The United States is offering rewards for two suspects in the terrorist bombings in the Indonesian resort of Bali three years ago that killed more than 200 people. Both are said to be members of the regional Islamic militant group Jemaah Islamiyah.
The posting of the rewards by the State Department came only a few days after a second round of terrorist attacks aimed against tourist sites in Bali.
But officials say the timing is coincidental, and that Thursday's reward announcement follows painstaking detective work and consultations on the initial attacks.
The State Department is offering a $10 million reward, one of the biggest ever posted in the 21-year history of its rewards program, for one of the alleged masterminds of the 2002 attacks, who goes by the single name Dulmatin.
A statement issued here identified Dulmatin as an electronics specialist who trained at al-Qaida terrorist camps in Afghanistan, and said he is a senior figure in Jemaah Islamiyah.

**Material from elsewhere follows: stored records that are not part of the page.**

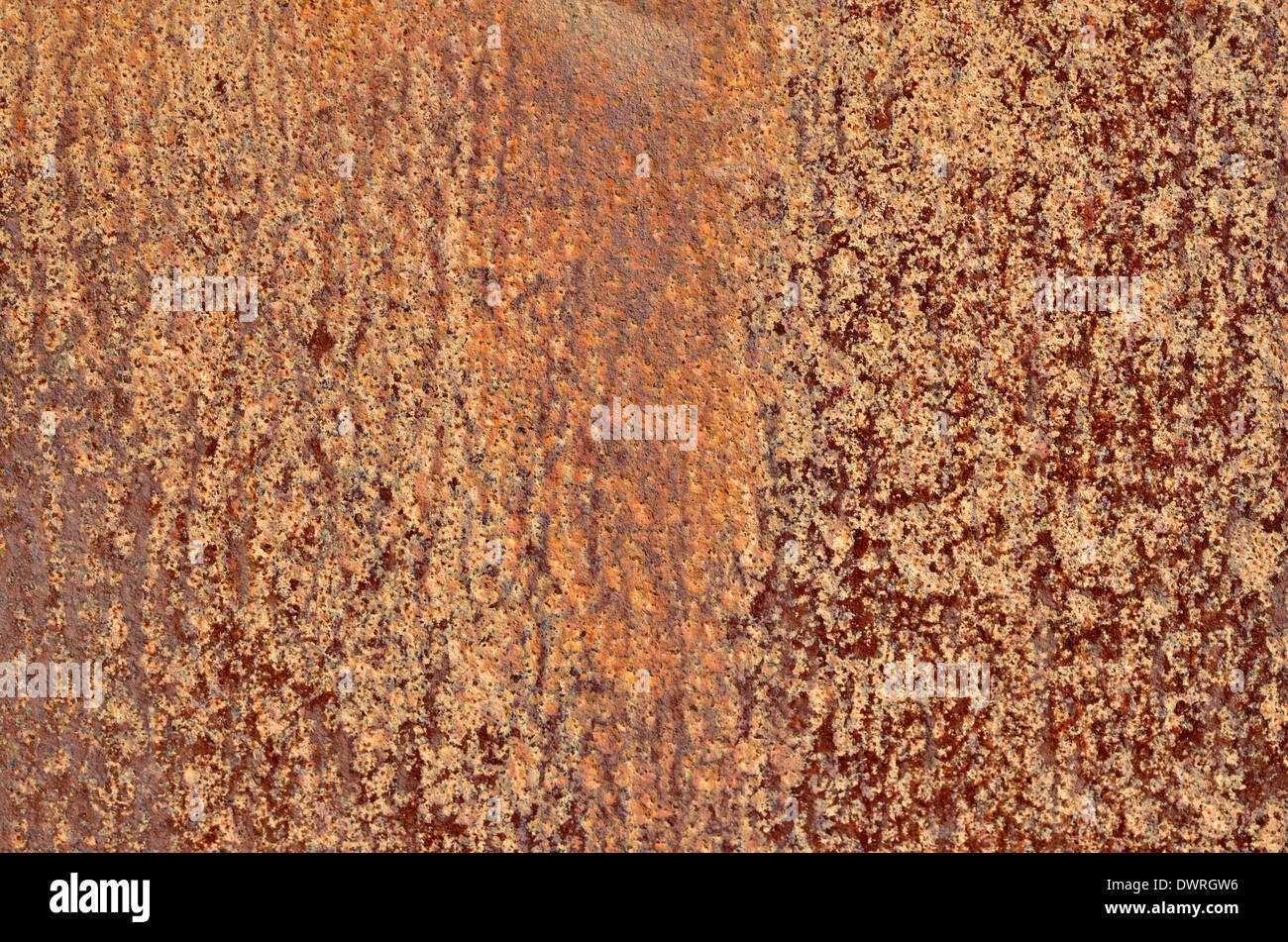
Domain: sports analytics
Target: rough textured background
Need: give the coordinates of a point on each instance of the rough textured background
(502, 704)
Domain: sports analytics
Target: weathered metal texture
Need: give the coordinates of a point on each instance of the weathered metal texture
(361, 576)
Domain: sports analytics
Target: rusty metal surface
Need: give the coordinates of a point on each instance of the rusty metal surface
(362, 575)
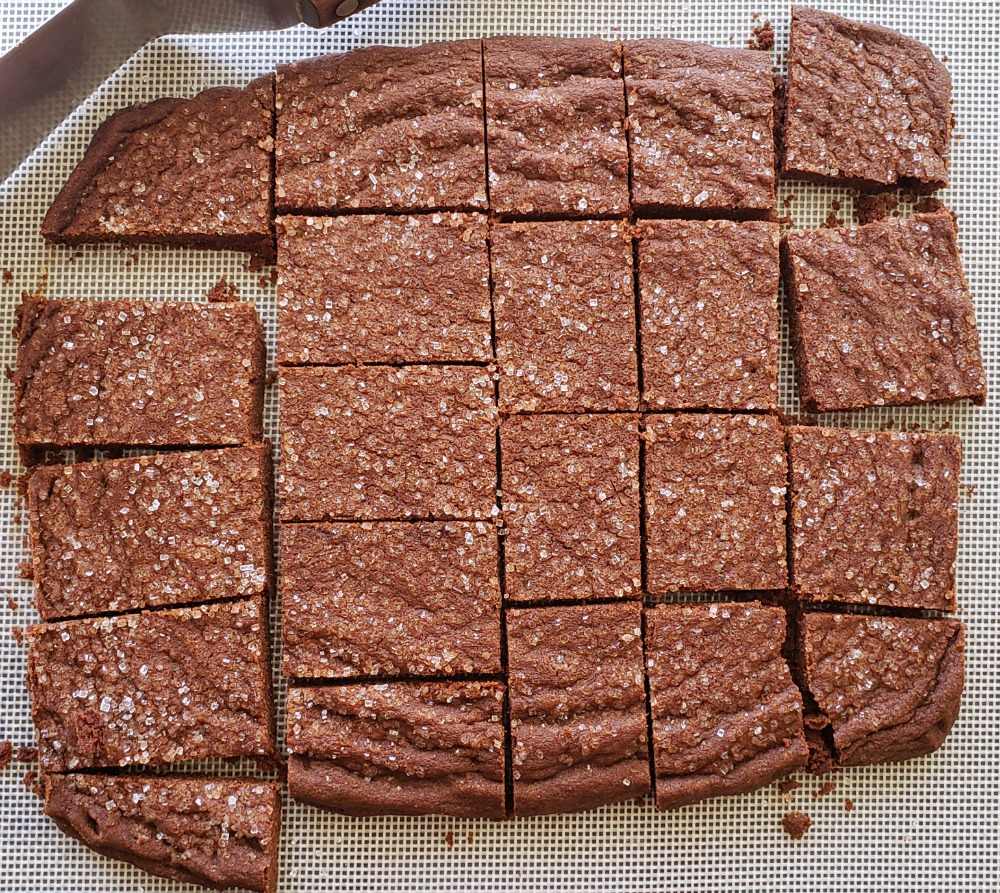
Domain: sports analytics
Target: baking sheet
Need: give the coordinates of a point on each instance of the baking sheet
(931, 824)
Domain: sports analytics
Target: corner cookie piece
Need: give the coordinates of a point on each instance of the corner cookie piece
(577, 707)
(890, 687)
(709, 302)
(715, 503)
(379, 289)
(411, 442)
(390, 599)
(881, 315)
(382, 128)
(701, 128)
(152, 688)
(565, 316)
(153, 531)
(874, 517)
(727, 717)
(216, 832)
(571, 505)
(399, 748)
(187, 172)
(555, 120)
(866, 106)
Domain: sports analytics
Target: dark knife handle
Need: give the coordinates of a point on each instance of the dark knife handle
(320, 13)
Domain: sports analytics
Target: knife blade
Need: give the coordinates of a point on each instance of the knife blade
(59, 65)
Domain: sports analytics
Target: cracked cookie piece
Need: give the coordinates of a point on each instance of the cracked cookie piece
(188, 172)
(709, 303)
(571, 505)
(555, 121)
(216, 832)
(137, 373)
(727, 717)
(701, 128)
(152, 688)
(565, 316)
(382, 128)
(153, 531)
(890, 687)
(881, 315)
(410, 442)
(866, 106)
(577, 707)
(380, 289)
(874, 517)
(715, 503)
(390, 599)
(399, 748)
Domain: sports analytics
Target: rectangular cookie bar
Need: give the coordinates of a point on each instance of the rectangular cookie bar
(727, 717)
(399, 748)
(390, 599)
(383, 289)
(577, 707)
(188, 172)
(138, 373)
(555, 123)
(874, 517)
(152, 688)
(382, 128)
(196, 829)
(410, 442)
(154, 531)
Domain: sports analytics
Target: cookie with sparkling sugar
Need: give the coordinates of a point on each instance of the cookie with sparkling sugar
(715, 502)
(382, 128)
(709, 303)
(194, 173)
(555, 123)
(152, 688)
(881, 315)
(152, 531)
(399, 748)
(890, 687)
(727, 717)
(865, 106)
(565, 316)
(390, 599)
(571, 506)
(701, 128)
(196, 829)
(577, 707)
(874, 517)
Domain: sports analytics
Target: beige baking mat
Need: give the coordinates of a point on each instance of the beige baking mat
(931, 824)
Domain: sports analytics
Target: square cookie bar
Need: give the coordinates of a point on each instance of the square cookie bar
(380, 289)
(881, 315)
(866, 106)
(571, 505)
(709, 303)
(701, 128)
(555, 121)
(153, 531)
(390, 599)
(399, 748)
(410, 442)
(874, 517)
(565, 316)
(715, 503)
(382, 128)
(727, 717)
(577, 707)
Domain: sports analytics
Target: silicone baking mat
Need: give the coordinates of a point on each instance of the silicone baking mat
(931, 824)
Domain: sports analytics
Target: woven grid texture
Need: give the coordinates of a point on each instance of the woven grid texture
(931, 824)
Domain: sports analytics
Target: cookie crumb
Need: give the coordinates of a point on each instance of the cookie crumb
(796, 824)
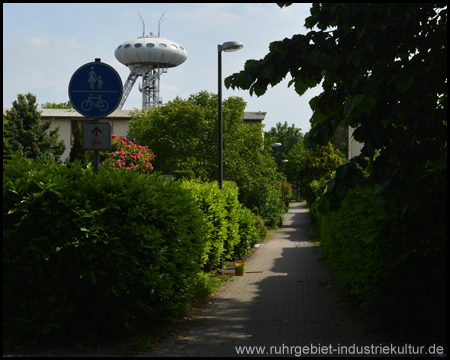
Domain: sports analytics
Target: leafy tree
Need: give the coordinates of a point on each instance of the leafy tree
(317, 165)
(288, 136)
(183, 136)
(295, 158)
(28, 136)
(125, 155)
(383, 69)
(49, 105)
(77, 151)
(6, 138)
(340, 140)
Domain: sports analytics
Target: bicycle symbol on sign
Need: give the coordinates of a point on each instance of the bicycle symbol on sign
(102, 105)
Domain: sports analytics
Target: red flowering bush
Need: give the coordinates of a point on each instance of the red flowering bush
(127, 155)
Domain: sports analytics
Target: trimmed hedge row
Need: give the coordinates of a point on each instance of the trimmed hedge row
(393, 264)
(136, 242)
(133, 245)
(231, 227)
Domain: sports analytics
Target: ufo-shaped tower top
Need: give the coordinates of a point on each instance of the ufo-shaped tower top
(151, 49)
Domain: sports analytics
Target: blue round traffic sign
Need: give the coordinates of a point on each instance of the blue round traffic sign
(95, 89)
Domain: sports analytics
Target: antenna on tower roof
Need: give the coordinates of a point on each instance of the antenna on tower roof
(143, 31)
(159, 23)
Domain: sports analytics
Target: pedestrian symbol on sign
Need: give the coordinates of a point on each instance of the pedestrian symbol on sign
(95, 90)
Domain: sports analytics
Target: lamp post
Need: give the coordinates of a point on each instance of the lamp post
(274, 145)
(282, 184)
(228, 46)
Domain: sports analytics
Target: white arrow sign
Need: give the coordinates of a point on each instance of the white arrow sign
(96, 136)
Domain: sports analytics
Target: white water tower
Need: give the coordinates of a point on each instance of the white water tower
(148, 56)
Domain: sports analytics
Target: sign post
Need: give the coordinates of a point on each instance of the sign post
(95, 91)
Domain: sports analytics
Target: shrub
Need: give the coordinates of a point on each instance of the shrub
(393, 264)
(184, 174)
(264, 200)
(135, 244)
(126, 155)
(231, 227)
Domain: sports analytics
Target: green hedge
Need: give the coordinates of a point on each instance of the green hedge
(231, 227)
(134, 244)
(264, 200)
(393, 264)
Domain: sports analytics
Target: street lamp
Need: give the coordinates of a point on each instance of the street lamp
(282, 184)
(228, 46)
(274, 145)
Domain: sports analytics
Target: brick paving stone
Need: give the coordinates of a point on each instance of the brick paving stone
(289, 304)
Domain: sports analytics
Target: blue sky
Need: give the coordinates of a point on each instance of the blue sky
(44, 44)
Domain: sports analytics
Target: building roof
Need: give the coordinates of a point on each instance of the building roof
(67, 113)
(124, 114)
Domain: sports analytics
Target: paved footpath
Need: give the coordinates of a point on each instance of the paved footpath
(290, 304)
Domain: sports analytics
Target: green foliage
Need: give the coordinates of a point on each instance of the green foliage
(131, 243)
(125, 155)
(340, 141)
(230, 226)
(28, 136)
(264, 200)
(77, 151)
(383, 69)
(394, 266)
(288, 136)
(184, 174)
(317, 165)
(183, 134)
(6, 139)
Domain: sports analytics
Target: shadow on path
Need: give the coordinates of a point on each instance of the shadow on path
(290, 304)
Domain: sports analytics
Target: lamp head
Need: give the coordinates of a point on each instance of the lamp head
(230, 46)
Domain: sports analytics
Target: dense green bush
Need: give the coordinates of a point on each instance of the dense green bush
(187, 174)
(393, 264)
(231, 227)
(131, 243)
(264, 200)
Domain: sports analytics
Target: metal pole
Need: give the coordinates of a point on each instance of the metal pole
(220, 145)
(96, 161)
(96, 157)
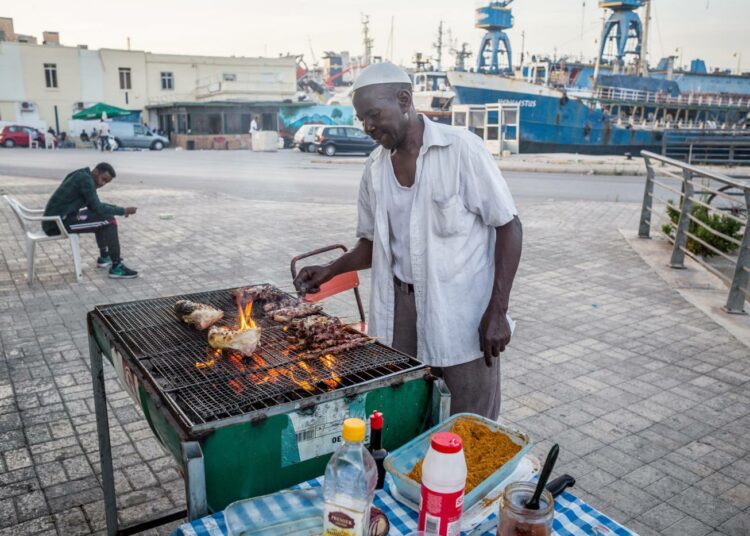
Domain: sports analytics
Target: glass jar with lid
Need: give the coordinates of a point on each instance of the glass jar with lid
(517, 520)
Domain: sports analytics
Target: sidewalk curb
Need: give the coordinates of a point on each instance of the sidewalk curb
(698, 286)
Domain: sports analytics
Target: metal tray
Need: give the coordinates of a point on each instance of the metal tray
(401, 461)
(296, 512)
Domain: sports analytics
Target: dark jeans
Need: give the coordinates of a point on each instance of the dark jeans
(103, 227)
(474, 387)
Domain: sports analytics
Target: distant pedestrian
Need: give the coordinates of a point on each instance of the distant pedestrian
(103, 134)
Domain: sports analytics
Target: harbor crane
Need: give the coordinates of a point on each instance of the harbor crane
(495, 17)
(623, 26)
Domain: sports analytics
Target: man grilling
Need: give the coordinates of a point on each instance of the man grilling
(78, 190)
(438, 227)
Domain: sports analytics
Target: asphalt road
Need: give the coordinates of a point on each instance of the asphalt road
(286, 175)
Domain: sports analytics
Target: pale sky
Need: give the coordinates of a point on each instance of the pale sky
(714, 30)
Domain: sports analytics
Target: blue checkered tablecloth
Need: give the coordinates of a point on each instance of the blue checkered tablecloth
(573, 517)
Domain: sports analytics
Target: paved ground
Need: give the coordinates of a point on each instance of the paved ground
(647, 397)
(286, 175)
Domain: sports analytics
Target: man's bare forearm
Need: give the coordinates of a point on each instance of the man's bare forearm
(508, 243)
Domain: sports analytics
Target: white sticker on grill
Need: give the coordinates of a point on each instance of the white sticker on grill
(127, 378)
(318, 433)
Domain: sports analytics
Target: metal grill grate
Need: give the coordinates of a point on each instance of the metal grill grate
(173, 353)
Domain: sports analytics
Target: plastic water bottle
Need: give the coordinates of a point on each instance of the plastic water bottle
(443, 483)
(351, 476)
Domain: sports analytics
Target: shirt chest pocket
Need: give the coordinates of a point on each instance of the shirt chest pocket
(449, 216)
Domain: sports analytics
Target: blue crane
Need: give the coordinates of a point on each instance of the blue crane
(495, 17)
(623, 25)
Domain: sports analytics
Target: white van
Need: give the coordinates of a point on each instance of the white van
(304, 138)
(136, 136)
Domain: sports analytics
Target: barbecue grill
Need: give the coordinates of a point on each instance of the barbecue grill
(243, 427)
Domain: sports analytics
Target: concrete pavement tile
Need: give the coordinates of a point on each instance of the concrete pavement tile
(661, 517)
(739, 496)
(738, 525)
(705, 507)
(687, 526)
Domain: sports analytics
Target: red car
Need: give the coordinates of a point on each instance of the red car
(18, 136)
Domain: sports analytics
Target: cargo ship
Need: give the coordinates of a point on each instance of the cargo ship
(615, 106)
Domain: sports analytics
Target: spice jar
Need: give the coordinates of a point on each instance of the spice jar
(517, 520)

A $1 million reward is being offered for the other suspect, Umar Patek, who the statement said served as the assistant for the field coordinator of the bombings, which targeted several crowded tourist nightclubs.
The nationalities of the two men were not given.
The posting of the rewards came only one week short of the third anniversary of the Bali attacks, which occurred on October 12, 2002.
At a news briefing State Department Spokesman Sean McCormack said several factors contributed to the lag in the rewards announcement.
"This is a process that takes some time," said Mr. McCormack. "You want to identify the people involved in these acts. You want to be able to insure that if in fact they are caught they can be brought to justice, and that requires a bit of time, collection of information and coordination among various parts of the government."
The State Department announcement said the United States is determined to bring the two men to justice for their crimes.
It said anyone with information on their whereabouts should contact any U.S. diplomatic mission or any American military commander, or reach the staff of the State Department's Rewards for Justice program directly by telephone or e-mail.
Since its inception in 1984, the Rewards for Justice Program has paid out more than 62 million dollars to more than 40 persons who provided credible information resulting in the capture or death of terrorists, or the prevention acts of international terrorism.
The State Department said most recently, Secretary of State Condoleezza Rice authorized a five million dollar payment to an informant for the U.S. Federal Bureau of Investigation who provided assistance in the arrest and conviction of several leaders of an un-named terrorist group.
The latest Bali attacks, on October 2, killed more than 20 people and were carried out by three suicide bombers who targeted restaurants not far from the nightclubs attacked in 2002.
Officials believe the aim was to further harm the Bali tourist industry, which had not fully recovered from the earlier bombings.